I always loved the little pentastar emblems on the bottom of the right fender panel ahead of the passenger door. My Dad had one on his 66 Plymouth. I believe Chryco stopped using them in the late 60s or early 70s. Update: on line research indicates the badges were used from 1963 to 1972.
I can’t say though, that Dodge did much to style these with any flair. Just a plain rectangular box will do fine thank you.
Our ’96 New Yorker has the Pentastar cast into the moldings on both sides. But yes, at one time they were little gold emblems. Our ’67 Coronet had them.
Driver’s side
I also fondly recall the gold ChryCo penstar emblems.
I bought 2 off Evilbay to add to the front fender bottoms of my ’85 Dodge 318 pick up. It just didn’t look complete (to me) without the fender emblems.
…and now it looks completer-than-complete, for Chrysler only ever put that Pentastar emblem on the passenger side fender—the right one on left-hand-drive vehicles; the left one on right-hookers. 🙂
I’ve always been into symmetry. 🙂
There was an updated version of that emblem on the ’93 Intrepid.
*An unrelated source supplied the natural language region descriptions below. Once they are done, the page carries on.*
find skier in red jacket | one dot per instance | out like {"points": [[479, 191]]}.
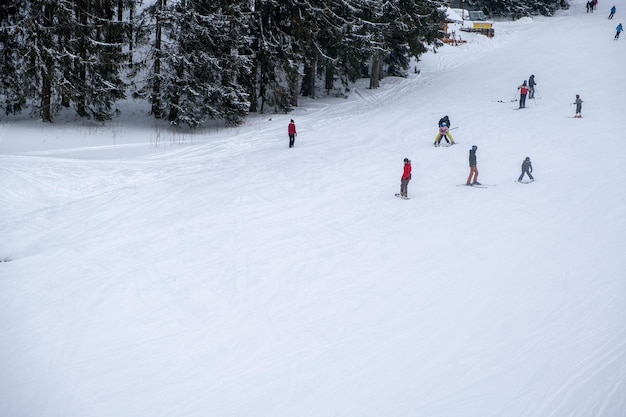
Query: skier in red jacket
{"points": [[404, 181], [523, 91], [291, 130]]}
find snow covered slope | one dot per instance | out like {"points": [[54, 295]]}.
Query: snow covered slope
{"points": [[223, 274]]}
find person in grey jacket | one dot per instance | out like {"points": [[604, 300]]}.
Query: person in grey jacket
{"points": [[472, 179], [527, 169], [579, 105]]}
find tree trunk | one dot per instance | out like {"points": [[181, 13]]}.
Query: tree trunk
{"points": [[308, 81], [156, 87], [47, 71], [330, 78], [375, 73]]}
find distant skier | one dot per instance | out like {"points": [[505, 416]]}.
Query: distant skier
{"points": [[579, 105], [527, 168], [531, 86], [445, 119], [444, 133], [472, 179], [291, 130], [523, 92], [404, 180]]}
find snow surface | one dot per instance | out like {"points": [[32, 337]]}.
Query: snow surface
{"points": [[220, 273]]}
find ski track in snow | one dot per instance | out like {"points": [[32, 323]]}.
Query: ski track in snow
{"points": [[224, 274]]}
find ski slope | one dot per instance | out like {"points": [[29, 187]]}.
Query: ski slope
{"points": [[160, 273]]}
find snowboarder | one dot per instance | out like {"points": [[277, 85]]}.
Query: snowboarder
{"points": [[445, 119], [531, 86], [404, 180], [291, 130], [473, 177], [579, 104], [444, 133], [523, 91], [527, 168]]}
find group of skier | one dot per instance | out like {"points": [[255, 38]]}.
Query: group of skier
{"points": [[619, 29]]}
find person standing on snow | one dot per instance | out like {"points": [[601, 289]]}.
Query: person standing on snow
{"points": [[527, 168], [579, 105], [531, 86], [445, 119], [291, 130], [404, 180], [523, 91], [473, 177], [444, 133]]}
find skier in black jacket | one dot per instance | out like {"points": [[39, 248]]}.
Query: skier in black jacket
{"points": [[527, 168]]}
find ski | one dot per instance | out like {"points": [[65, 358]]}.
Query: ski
{"points": [[473, 185]]}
About the same size, but chrome with striations. Pretty nice-lookin’. Peel/stick, no drilling required. Part № 4630238; see it here.
Thank you Daniel, I am going to check in to that Tasca parts link you sent.
That Coronet sedan would just need an upgrade of the front end with the 1966-67 Charger hidden headlights to add a bit more “pizzazz” just like that Mexican Coronet who was once mentionned in the past on Curbside Classic..
http://moparblog.com/mexican-market-1967-dodge-coronet-440-on-craigslist/
I like that Mexican Dodge for the way the front grille styling is repeated for the back of the car. Most designs avoid the “coming or going” look. The only other car I can think of off the top of my head that even comes close is also a 67. The 67-68 Cougar sort of repeats that look of vertical lines “hiding” the lights front and back.
Every “LA” powered Mopar I owned (273, 318, 340, 360) had a distinctive “Whirrrrrrrrrring” sound that came from the front the engine.
The combination of the alternator, fan clutch, fan belts, water pump……?
Age or accumulated mileage made no difference in this unique noise.
Perhaps LT Dan might know?
So, are the A and LA blocks actually interchangeable?
Apparently yes, with a bit of work to block off a couple of small passages in the LA heads. That’s putting poly heads on an LA block. The other way around? Maybe, but those passages wouldn’t be there.
But why would you?
Good Point, Paul,
To install ’67 and newer LA wedge cylinder heads on a ’66 and older A engine block.
Maybe someone had a built LA with good heads but a cracked block and had access to a cheap but otherwise good LA block.
No, they were into poly heads but wanted the bigger displacement 360 block. But nowadays there are stroker kits for polys that can take them well above that displacement, meaning there’s no need.
A very clean example of the type. I would drive it proudly. Hopefully with power steering.
My parents bought a 1966 Coronet 440 two-door hardtop new and kept it for thirteen years. They gave it to my cousin, who put 265,000 miles on it before learning that the engine we told him was a 318 was actually a 273 LA. I’m guessing we always received the right parts for it because parts counter workers in the day before computers probably just thought it was a 318 LA.
In Canada, 1967, not ’66, was the swan song for the 318 Poly. It got one more year,
although curiously, the LA 273 was available here starting in ’66.
This is what I call a geek classic.
I would love this car color and all
I would love to find a genuine Taxi package Dodge. Those in NYC had badges that read “Dodge Taxi” instead of Coronet.